Skandal um „Folterknast“in Italien
Rom. Die Gewaltorgie liegt schon über ein Jahr zurück: Während der ersten Welle der Pandemie im April 2020 hatten die Insassen des Gefängnisses von Santa Maria Capua Vetere in der Nähe von Neapel protestiert und die Verteilung von Schutzmasken verlangt, nachdem sich innerhalb der Haftanstalt das Gerücht verbreitet hatte, dass einer der Gefangenen an Covid-19 erkrankt sei. Der an sich harmlose und gewaltfreie Protest hatte am folgenden Tag zu einer brutalen „Strafaktion“seitens der Gefängniswärter geführt: Über 100 Gefangene wurden von Dutzenden Aufsehern während mindestens vier Stunden auf übelste Weise misshandelt und erniedrigt.
Die Behörden versuchten zunächst, den Vorfall unter dem Deckel zu halten – bis die Zeitung „Domani“in der vergangenen Woche das Video einer GefängnisÜberwachungskamera publizierte, das die Übergriffe dokumentierte. Erst jetzt schritt die Justiz ein: 77 Wärter wurden umgehend vom Dienst suspendiert, acht kamen in Untersuchungshaft, 18 befinden sich in Hausarrest. Insgesamt wird gegen 150 Personen ermittelt, unter anderem auch gegen den obersten Chef der Gefängnisse in Kampanien. Insgesamt waren 41 Insassen zum Teil schwer verletzt worden; nach der Gewaltorgie kam es unter den Insassen zu zwei Selbstmorden, 30 Selbstmordversuchen und 196 Selbstverstümmelungen.
„Verrat an der Verfassung“
Die Misshandlungen der Gefangenen haben in Italien zu einem öffentlichen Aufschrei geführt; die parteilose Justizministerin Marta Cartabia sprach von einem „Verrat an der Verfassung“. Die Empörung erfasste freilich nicht alle Parteienvertreter: Lega-Chef und ExInnenminister Matteo Salvini stattete der Strafanstalt einen persönlichen Besuch ab, um den Wärtern seine Solidarität auszudrücken. Auch Giorgia Meloni, Chefin der postfaschistischen Fratelli d'Italia, stellte sich demonstrativ hinter das Gefängnispersonal.
Inzwischen dürften Salvini und Meloni ihre Solidaritätsadressen bereuen – denn der Skandal zieht immer weitere Kreise. Hatte die Strafaktion zunächst wie ein einmaliger Vorgang ausgesehen, wird nun immer deutlicher, dass die Anwendung auch von schwerster Gewalt in dem süditalienischen Gefängnis offenbar System hatte. Die Zeitung „Corriere della Sera“berichtete gestern, dass noch weitere Videos existierten, die „noch widerwärtigere Szenen“zeigten. Insgesamt sollen der Staatsanwaltschaft 20 Stunden Videoaufnahmen mit Gewaltszenen vorliegen.
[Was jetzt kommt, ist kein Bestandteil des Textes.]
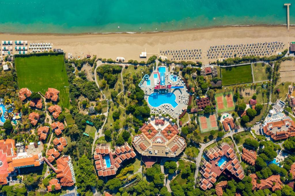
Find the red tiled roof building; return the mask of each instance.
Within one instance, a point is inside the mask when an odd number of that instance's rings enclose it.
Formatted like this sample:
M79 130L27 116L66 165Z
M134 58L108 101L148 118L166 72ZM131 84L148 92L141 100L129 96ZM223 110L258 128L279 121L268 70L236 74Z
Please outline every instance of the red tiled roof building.
M52 105L47 109L50 112L52 113L52 116L54 118L57 118L62 112L61 108L57 105Z
M22 101L24 101L32 94L32 92L27 88L21 89L19 92L19 98Z
M33 112L29 114L29 120L30 121L31 124L34 125L35 125L38 122L38 120L40 118L40 115L38 113Z
M133 138L132 144L143 156L174 157L186 146L184 139L178 134L175 124L167 123L157 128L152 122L144 124L140 128L142 133Z
M242 151L242 159L251 165L254 166L257 158L256 152L252 150L248 150L245 148L243 148Z
M56 160L56 177L62 186L70 187L76 182L74 169L70 156L63 156Z
M54 131L57 135L61 134L63 131L65 129L65 125L62 122L59 121L54 122L50 125L52 129L52 131Z
M109 143L99 144L95 148L94 156L97 174L99 176L114 175L122 162L136 156L133 149L127 142L123 146L116 147L114 151L111 150Z
M222 122L222 124L223 125L223 127L226 132L232 130L236 128L236 126L234 122L234 120L232 118L230 118L228 117L225 118Z
M49 192L53 190L60 190L61 189L60 184L58 182L58 180L57 179L52 179L49 181L49 185L47 186L47 189ZM54 185L54 190L52 190L53 186Z
M275 141L295 136L295 123L289 118L268 122L262 129L264 134L270 136Z
M58 94L59 91L55 89L52 88L48 88L48 89L45 93L44 96L46 99L51 99L51 101L56 102L57 101L58 98Z

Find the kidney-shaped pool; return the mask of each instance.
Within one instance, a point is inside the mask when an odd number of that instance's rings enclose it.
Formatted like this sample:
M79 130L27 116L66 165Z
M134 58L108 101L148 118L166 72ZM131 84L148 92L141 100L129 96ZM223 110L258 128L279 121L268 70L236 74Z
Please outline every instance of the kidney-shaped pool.
M176 96L174 93L168 93L162 94L158 93L151 94L148 97L148 102L152 107L159 107L162 104L169 104L175 108L178 104L175 101Z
Ein Gefangener hat berichtet, dass intime Leibesvisitationen an der Tagesordnung gewesen seien – und dass er und andere Gefangene dabei Opfer schwerster sexueller Gewalt wurden. Die Folterungen in dem Gefängnis von Santa Maria Capua Vetere haben nun auch die EU-Kommission auf den Plan gerufen. Der Sprecher der Generaldirektion Justiz und Verbraucher der Kommission, Christian Wiegand, erklärte, dass es die Pflicht aller nationalen Behörden sei, die Bürger vor Gewalt zu schützen und ihre Sicherheit zu garantieren. D.S.